Além das questões artísticas, o histórico de alguns elencos trouxe um peso sombrio para certas obras. O caso de House of Cards, por exemplo, é emblemático: a série, que foi um pilar do início do streaming, viu sua reputação ser manchada pelas acusações de má conduta contra o protagonista Kevin Spacey. O mesmo ocorre com The Ranch, cuja trajetória foi impactada pela condenação criminal de Danny Masterson, um dos atores centrais da trama.
Produções que levantam debates
- House of Cards: A série política perdeu o brilho após a saída forçada de Spacey, deixando um legado marcado por controvérsias judiciais.
- Emily in Paris: Crítica ferrenha pela falta de realismo e pelo comportamento da protagonista, que ignora normas culturais básicas.
- Squid Game: The Challenge: A transformação de um drama social de sobrevivência em um reality show competitivo foi amplamente criticada por esvaziar a mensagem original da obra sul-coreana.
- Ratched: Uma tentativa de prequel que, apesar da presença de Sarah Paulson, não consegue justificar sua existência diante do clássico de 1975.
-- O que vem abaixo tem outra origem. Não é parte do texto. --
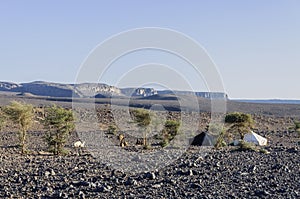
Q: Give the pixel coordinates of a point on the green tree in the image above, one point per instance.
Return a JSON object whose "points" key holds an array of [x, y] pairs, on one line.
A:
{"points": [[59, 123], [22, 114], [241, 123], [143, 119]]}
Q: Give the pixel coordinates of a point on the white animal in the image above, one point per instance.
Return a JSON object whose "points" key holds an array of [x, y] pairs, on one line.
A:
{"points": [[79, 144]]}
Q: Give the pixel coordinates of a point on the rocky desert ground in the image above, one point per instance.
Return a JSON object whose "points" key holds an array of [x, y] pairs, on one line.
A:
{"points": [[200, 172]]}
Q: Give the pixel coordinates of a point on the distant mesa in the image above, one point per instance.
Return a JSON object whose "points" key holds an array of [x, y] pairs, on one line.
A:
{"points": [[160, 97], [24, 94], [97, 90], [100, 96]]}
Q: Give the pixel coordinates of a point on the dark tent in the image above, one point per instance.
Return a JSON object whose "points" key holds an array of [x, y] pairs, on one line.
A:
{"points": [[203, 139]]}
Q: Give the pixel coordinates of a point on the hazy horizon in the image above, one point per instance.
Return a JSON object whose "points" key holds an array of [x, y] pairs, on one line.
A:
{"points": [[254, 44]]}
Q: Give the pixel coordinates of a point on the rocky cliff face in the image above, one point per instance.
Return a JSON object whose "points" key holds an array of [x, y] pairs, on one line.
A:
{"points": [[142, 92], [93, 90]]}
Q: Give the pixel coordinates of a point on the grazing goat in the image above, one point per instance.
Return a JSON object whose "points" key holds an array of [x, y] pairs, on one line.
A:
{"points": [[78, 146]]}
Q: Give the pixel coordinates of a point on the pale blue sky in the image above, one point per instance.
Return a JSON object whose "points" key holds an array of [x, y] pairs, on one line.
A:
{"points": [[255, 44]]}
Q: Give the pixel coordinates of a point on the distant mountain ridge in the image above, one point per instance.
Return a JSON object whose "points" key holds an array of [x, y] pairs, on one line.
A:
{"points": [[88, 90]]}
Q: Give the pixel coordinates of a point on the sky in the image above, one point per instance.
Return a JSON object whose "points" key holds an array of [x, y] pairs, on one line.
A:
{"points": [[254, 44]]}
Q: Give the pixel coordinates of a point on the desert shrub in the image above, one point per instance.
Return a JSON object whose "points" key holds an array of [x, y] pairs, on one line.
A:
{"points": [[247, 146], [169, 132], [142, 119], [59, 123], [2, 120], [296, 127], [112, 129], [22, 115], [241, 123]]}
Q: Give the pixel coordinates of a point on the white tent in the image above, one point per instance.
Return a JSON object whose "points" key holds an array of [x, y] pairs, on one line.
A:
{"points": [[255, 138]]}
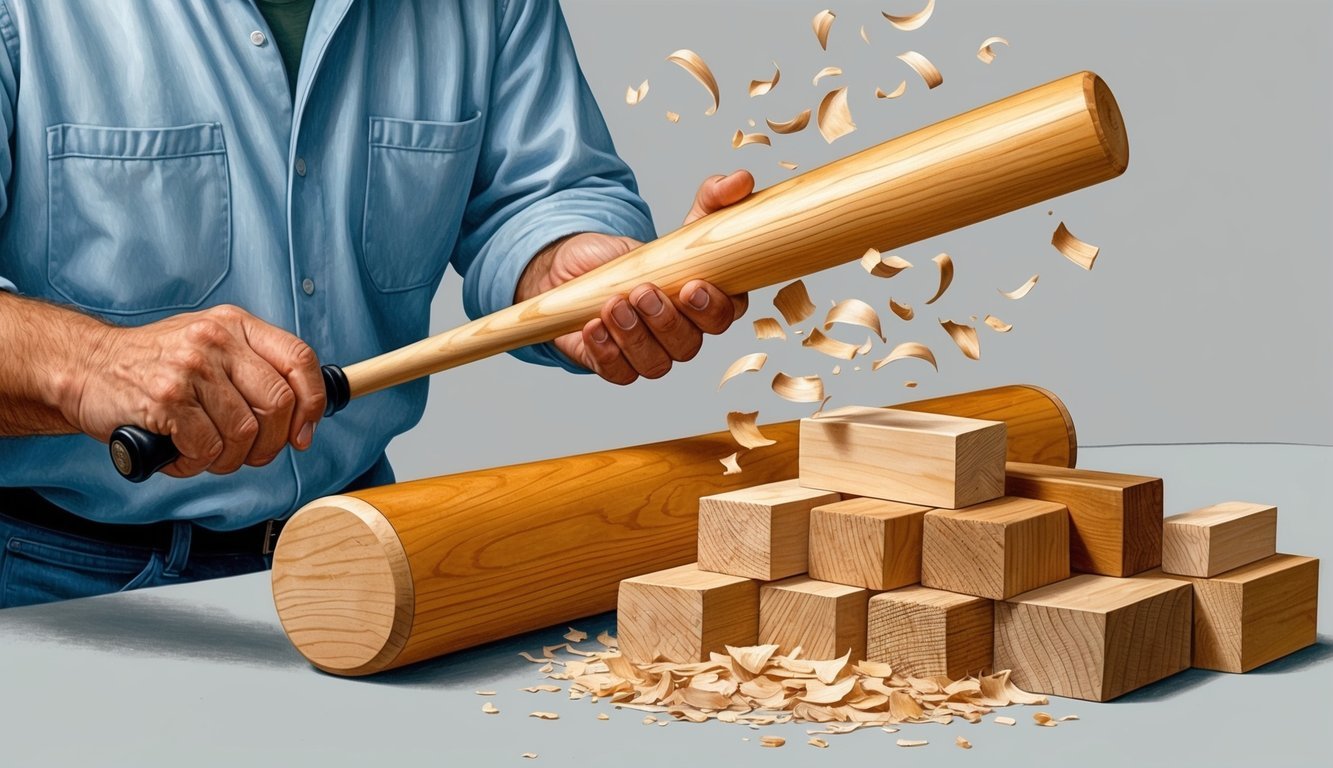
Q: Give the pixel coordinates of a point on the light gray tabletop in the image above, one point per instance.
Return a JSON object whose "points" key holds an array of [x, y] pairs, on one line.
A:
{"points": [[203, 675]]}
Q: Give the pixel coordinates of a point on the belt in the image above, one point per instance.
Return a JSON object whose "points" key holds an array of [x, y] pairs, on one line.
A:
{"points": [[28, 507]]}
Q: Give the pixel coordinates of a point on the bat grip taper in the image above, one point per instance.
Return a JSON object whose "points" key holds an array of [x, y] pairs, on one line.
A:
{"points": [[139, 454]]}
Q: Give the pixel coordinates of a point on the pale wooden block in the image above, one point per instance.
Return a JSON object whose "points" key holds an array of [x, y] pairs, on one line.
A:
{"points": [[683, 614], [1115, 520], [996, 550], [867, 543], [1215, 539], [759, 532], [925, 632], [823, 619], [1255, 614], [1095, 636], [904, 456]]}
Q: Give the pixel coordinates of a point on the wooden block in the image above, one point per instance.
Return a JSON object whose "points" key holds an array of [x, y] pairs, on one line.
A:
{"points": [[683, 614], [1095, 636], [1216, 539], [996, 550], [825, 620], [1115, 520], [924, 632], [904, 456], [759, 532], [1255, 614], [867, 543]]}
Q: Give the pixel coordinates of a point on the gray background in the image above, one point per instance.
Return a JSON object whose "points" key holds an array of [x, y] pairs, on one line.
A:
{"points": [[1207, 316]]}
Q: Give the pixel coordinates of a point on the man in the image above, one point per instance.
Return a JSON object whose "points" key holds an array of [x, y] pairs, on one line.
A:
{"points": [[201, 200]]}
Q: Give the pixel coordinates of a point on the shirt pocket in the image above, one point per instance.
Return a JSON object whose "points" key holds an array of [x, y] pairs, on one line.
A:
{"points": [[416, 187], [139, 219]]}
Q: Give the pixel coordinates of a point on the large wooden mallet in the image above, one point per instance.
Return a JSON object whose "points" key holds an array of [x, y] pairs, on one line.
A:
{"points": [[1017, 151]]}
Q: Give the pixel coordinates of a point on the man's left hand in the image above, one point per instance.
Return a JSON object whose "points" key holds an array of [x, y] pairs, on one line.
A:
{"points": [[644, 332]]}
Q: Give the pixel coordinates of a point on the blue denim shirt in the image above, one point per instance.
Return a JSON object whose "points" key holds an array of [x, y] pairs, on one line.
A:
{"points": [[156, 164]]}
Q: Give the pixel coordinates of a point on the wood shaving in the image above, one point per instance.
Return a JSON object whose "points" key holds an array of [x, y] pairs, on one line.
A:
{"points": [[760, 87], [828, 346], [799, 388], [695, 64], [1021, 290], [895, 94], [855, 312], [827, 72], [745, 364], [821, 23], [793, 302], [923, 67], [945, 266], [636, 95], [903, 311], [965, 336], [908, 350], [880, 266], [741, 139], [835, 116], [987, 54], [792, 126], [912, 20], [744, 430], [1075, 250]]}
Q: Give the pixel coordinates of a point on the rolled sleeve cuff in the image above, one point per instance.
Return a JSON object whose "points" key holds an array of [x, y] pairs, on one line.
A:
{"points": [[491, 284]]}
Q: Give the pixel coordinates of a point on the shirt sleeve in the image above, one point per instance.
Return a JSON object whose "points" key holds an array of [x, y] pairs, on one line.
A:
{"points": [[8, 98], [547, 168]]}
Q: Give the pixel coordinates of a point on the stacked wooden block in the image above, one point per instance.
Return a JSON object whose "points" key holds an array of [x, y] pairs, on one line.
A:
{"points": [[908, 539]]}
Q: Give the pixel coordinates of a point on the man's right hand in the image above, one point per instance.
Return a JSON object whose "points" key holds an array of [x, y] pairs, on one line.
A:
{"points": [[228, 388]]}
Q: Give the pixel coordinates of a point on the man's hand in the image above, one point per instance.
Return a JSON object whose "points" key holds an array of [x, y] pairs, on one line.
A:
{"points": [[227, 387], [643, 332]]}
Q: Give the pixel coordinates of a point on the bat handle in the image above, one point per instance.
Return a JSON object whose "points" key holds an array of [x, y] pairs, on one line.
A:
{"points": [[139, 454]]}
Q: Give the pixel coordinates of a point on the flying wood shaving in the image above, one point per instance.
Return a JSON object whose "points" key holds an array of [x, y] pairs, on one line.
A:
{"points": [[855, 312], [835, 116], [745, 364], [792, 126], [821, 23], [636, 95], [945, 264], [923, 67], [745, 432], [912, 20], [881, 266], [965, 336], [1021, 290], [741, 139], [793, 302], [987, 54], [799, 388], [903, 311], [760, 87], [1075, 250], [827, 72], [908, 350], [695, 64], [895, 94], [831, 347]]}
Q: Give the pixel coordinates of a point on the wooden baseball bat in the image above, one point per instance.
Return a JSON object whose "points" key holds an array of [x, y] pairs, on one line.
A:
{"points": [[388, 576], [1017, 151]]}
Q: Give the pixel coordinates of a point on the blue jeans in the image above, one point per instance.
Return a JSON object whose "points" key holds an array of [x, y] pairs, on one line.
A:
{"points": [[41, 566]]}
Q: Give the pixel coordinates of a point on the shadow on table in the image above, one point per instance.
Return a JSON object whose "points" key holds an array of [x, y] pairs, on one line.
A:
{"points": [[144, 624]]}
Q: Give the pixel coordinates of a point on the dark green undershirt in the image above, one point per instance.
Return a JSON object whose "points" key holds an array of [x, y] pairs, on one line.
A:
{"points": [[287, 20]]}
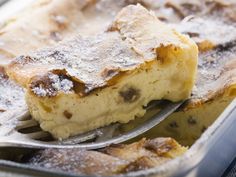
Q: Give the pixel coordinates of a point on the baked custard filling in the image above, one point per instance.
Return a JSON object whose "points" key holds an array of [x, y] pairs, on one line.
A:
{"points": [[90, 82]]}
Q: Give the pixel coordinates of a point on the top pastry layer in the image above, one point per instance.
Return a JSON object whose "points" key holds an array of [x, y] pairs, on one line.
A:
{"points": [[93, 62]]}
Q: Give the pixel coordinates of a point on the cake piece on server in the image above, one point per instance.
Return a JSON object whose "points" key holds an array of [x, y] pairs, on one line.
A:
{"points": [[89, 82]]}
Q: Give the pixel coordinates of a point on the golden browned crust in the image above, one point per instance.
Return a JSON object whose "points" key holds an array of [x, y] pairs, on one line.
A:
{"points": [[136, 37], [113, 160]]}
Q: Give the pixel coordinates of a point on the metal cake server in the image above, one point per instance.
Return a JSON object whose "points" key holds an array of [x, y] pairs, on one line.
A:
{"points": [[25, 132]]}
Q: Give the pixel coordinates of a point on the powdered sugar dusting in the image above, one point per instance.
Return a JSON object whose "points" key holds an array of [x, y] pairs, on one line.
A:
{"points": [[11, 96]]}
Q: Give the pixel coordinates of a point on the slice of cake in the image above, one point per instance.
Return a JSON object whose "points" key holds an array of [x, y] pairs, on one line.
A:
{"points": [[89, 82]]}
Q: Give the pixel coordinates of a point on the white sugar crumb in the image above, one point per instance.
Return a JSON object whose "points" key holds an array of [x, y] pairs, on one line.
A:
{"points": [[40, 91], [59, 84], [11, 97], [60, 19]]}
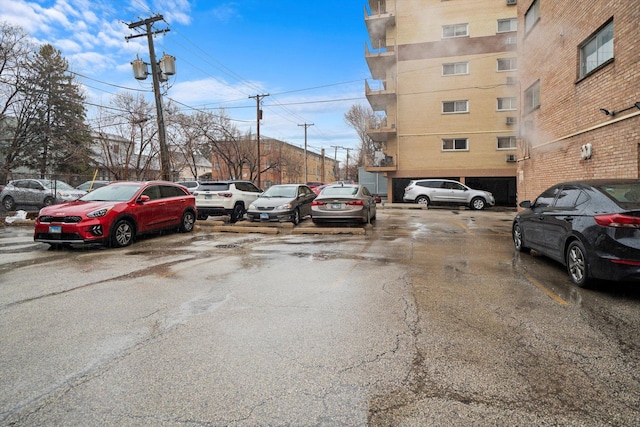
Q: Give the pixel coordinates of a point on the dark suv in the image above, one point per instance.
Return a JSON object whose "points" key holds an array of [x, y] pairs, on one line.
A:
{"points": [[215, 198]]}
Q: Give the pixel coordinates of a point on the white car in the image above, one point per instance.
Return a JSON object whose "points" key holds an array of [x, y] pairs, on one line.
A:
{"points": [[446, 191], [215, 198], [37, 192]]}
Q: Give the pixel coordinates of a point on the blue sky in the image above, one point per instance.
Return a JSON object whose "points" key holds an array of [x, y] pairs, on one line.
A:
{"points": [[308, 55]]}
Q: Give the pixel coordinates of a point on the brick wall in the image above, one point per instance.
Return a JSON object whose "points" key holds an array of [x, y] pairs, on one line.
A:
{"points": [[569, 115]]}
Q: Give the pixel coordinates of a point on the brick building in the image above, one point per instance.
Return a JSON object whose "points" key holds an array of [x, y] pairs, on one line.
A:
{"points": [[579, 81], [444, 92]]}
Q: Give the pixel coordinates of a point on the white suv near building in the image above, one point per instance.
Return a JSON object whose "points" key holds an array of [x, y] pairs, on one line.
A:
{"points": [[215, 198], [446, 191]]}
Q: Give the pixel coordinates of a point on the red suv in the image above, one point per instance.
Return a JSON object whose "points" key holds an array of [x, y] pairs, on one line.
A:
{"points": [[116, 213]]}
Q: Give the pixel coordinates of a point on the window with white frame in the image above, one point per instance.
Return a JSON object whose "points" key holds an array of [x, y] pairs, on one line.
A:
{"points": [[597, 50], [532, 16], [455, 144], [457, 30], [532, 97], [506, 142], [507, 25], [507, 104], [455, 68], [507, 64], [451, 107]]}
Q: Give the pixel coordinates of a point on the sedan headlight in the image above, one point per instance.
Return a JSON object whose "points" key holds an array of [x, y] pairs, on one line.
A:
{"points": [[99, 212]]}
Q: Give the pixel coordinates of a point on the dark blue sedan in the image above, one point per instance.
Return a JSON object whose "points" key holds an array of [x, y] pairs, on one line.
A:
{"points": [[592, 227]]}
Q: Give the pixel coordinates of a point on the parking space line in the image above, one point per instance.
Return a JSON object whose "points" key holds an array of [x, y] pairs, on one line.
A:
{"points": [[546, 290]]}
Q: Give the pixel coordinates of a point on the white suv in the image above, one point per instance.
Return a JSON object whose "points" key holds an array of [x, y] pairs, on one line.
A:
{"points": [[225, 198], [446, 191]]}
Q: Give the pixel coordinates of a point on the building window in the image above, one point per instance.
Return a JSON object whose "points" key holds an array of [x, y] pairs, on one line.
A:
{"points": [[457, 30], [455, 144], [597, 50], [507, 104], [532, 97], [507, 64], [507, 25], [450, 107], [506, 142], [532, 16], [455, 68]]}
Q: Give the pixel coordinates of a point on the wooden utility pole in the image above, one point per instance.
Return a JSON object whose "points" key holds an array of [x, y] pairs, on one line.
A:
{"points": [[165, 168], [306, 174], [258, 118]]}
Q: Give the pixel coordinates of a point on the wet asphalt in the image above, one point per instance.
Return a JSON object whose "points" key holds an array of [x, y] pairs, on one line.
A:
{"points": [[426, 317]]}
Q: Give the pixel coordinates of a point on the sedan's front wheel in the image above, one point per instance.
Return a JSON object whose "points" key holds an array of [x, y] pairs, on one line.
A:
{"points": [[577, 266], [295, 217], [8, 203], [188, 222], [518, 239], [122, 234], [478, 203]]}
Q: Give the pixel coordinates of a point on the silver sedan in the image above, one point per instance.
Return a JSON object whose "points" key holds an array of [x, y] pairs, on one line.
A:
{"points": [[344, 203]]}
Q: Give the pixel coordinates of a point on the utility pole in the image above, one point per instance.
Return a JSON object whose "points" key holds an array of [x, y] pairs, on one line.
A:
{"points": [[322, 167], [306, 175], [336, 169], [165, 168], [346, 168], [258, 118]]}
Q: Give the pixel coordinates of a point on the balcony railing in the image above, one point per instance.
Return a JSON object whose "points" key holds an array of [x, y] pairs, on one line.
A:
{"points": [[381, 162]]}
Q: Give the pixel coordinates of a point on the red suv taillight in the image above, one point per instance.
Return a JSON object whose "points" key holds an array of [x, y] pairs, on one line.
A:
{"points": [[618, 221]]}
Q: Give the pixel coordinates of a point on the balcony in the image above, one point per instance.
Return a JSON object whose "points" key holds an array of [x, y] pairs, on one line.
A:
{"points": [[379, 95], [379, 21], [379, 131], [380, 60], [381, 163]]}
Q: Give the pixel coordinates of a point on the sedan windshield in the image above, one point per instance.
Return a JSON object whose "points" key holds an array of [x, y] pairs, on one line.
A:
{"points": [[340, 191], [624, 193], [59, 185], [288, 192], [112, 193]]}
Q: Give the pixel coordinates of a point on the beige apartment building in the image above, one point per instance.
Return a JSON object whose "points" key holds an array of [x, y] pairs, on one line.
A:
{"points": [[579, 76], [444, 90]]}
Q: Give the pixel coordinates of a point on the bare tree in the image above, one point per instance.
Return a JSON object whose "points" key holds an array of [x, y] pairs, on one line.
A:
{"points": [[188, 141], [127, 141], [360, 117]]}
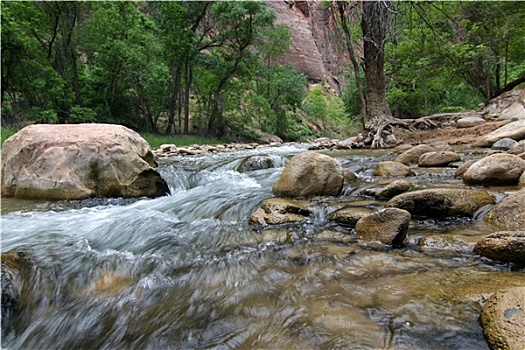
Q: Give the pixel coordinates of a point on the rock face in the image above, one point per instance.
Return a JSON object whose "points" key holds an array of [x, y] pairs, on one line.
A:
{"points": [[389, 226], [276, 211], [505, 246], [389, 168], [412, 155], [79, 161], [437, 159], [503, 319], [310, 174], [496, 169], [258, 162], [442, 202], [315, 51], [509, 214], [514, 130]]}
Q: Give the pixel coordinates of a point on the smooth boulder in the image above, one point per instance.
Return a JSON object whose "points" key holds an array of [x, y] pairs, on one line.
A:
{"points": [[310, 174], [496, 169], [442, 202], [438, 159], [504, 246], [57, 162], [277, 211], [503, 319], [509, 214], [389, 226], [389, 168]]}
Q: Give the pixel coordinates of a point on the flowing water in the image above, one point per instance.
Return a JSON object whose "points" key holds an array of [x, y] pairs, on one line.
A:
{"points": [[186, 270]]}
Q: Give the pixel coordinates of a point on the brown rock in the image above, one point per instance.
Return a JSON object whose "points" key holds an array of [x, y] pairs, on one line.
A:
{"points": [[79, 161], [437, 159], [389, 168], [442, 202], [349, 216], [505, 246], [509, 214], [411, 156], [276, 211], [503, 319], [496, 169], [389, 226], [310, 174], [393, 189]]}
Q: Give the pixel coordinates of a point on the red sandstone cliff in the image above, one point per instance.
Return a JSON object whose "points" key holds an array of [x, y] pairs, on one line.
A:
{"points": [[316, 45]]}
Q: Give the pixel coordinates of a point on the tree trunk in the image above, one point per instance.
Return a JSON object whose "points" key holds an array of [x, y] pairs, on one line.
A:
{"points": [[378, 115], [341, 5]]}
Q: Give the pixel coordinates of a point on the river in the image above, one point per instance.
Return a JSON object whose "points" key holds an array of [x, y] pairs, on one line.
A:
{"points": [[186, 271]]}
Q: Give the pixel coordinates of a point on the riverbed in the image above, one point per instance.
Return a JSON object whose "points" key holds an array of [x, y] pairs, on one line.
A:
{"points": [[187, 270]]}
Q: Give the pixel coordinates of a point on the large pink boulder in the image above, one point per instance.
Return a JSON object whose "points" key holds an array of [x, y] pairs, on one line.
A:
{"points": [[79, 161]]}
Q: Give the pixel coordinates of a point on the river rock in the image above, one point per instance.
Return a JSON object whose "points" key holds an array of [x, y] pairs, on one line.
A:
{"points": [[411, 156], [389, 226], [393, 189], [276, 211], [504, 246], [496, 169], [504, 144], [438, 159], [79, 161], [509, 214], [310, 174], [468, 122], [503, 319], [390, 168], [442, 202], [349, 216], [463, 167], [514, 130], [256, 162]]}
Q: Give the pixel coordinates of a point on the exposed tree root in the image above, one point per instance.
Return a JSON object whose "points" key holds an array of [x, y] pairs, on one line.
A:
{"points": [[378, 129]]}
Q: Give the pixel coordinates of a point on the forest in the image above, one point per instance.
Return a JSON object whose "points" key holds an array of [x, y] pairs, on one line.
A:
{"points": [[210, 68]]}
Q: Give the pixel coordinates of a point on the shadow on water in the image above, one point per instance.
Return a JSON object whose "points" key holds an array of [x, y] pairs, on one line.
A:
{"points": [[187, 271]]}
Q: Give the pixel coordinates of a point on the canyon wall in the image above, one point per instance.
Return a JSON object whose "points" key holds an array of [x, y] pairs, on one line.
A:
{"points": [[317, 46]]}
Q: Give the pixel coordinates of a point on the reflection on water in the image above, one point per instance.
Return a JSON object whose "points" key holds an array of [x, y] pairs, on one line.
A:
{"points": [[186, 271]]}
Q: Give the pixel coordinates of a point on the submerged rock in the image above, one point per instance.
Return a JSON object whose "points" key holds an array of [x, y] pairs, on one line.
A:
{"points": [[349, 216], [503, 319], [504, 246], [411, 156], [389, 168], [442, 202], [393, 189], [509, 214], [276, 211], [79, 161], [437, 159], [310, 174], [256, 162], [496, 169], [389, 226]]}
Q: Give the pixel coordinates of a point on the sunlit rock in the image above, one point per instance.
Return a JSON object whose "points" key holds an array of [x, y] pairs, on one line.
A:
{"points": [[503, 319], [276, 211], [411, 156], [496, 169], [442, 202], [79, 161], [310, 174], [389, 226], [390, 168], [438, 159], [349, 216], [393, 189], [504, 246], [509, 214]]}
- The Ranch: A comédia tornou-se difícil de revisitar após a condenação do ator Danny Masterson por crimes graves.
Vale destacar que a Netflix, em sua busca por engajamento, muitas vezes prioriza o impacto imediato. O reality Squid Game: The Challenge é o exemplo perfeito dessa filosofia: pegar a premissa de uma série aclamada sobre desigualdade social e transformá-la em um jogo de prêmios, o que muitos espectadores consideraram uma decisão criativa de gosto duvidoso.
O que vem depois
O futuro da plataforma parece apontar para uma segmentação ainda maior. Com a concorrência de serviços como Apple TV+ e Hulu, a tendência é que a Netflix continue investindo em grandes volumes, mas também enfrente uma pressão crescente por qualidade em vez de quantidade. Para o assinante, a lição é clara: o catálogo é um oceano, e nem tudo o que brilha no Top 10 é ouro.
Para ficar no radar
A escolha do que assistir deve passar por uma análise além da capa do título. Antes de dar o play, considere:
- A recepção crítica: Sites especializados costumam indicar quando uma série sofre com roteiros inconsistentes.
- O histórico da produção: Ficar atento a polêmicas de elenco pode evitar experiências desagradáveis.
- A proposta da obra: Se você busca profundidade, evite reality shows que tentam capitalizar sobre dramas fictícios complexos.
Afinal, o tempo é o recurso mais escasso do espectador moderno. Escolher bem o que ignorar é tão importante quanto saber o que maratonar.